Cyber Incident Victim: Nikkei Inc.

On May 13, 2022, Nikkei Group Asia’s Singapore headquarters experienced unauthorized access to a server, prompting immediate detection and an internal investigation. The company responded by shutting down the compromised server and implementing containment measures to limit operational disruption. Preliminary findings indicated the affected server likely stored customer data, though Nikkei emphasized its investigation into the attack’s scope and data exposure remained ongoing as of May 19. No evidence of data exfiltration or leakage had been identified at the time of disclosure. The company notified Japanese and Singaporean data protection authorities of the incident, consistent with regulatory obligations. Nikkei’s public relations office issued a formal apology for the incident, committing to collaborate with authorities and strengthen information security protocols.

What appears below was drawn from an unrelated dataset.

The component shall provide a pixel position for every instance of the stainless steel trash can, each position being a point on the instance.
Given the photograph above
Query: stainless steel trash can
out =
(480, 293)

This ransomware attack followed a separate 2020 business email compromise (BEC) incident involving Nikkei America, where impersonators posing as executives deceived an employee into transferring $29 million to fraudulent accounts. While the BEC incident demonstrated prior vulnerabilities in financial controls, the 2022 ransomware event centered on server security and potential data integrity risks. Nikkei’s public statements emphasized containment actions and forensic efforts but did not disclose technical specifics of the ransomware variant, attacker attribution, or confirmed data categories at risk. The company maintained operations for its broader media services despite localized server disruptions in Singapore. No ransomware group claimed public responsibility for the attack as of the disclosure date.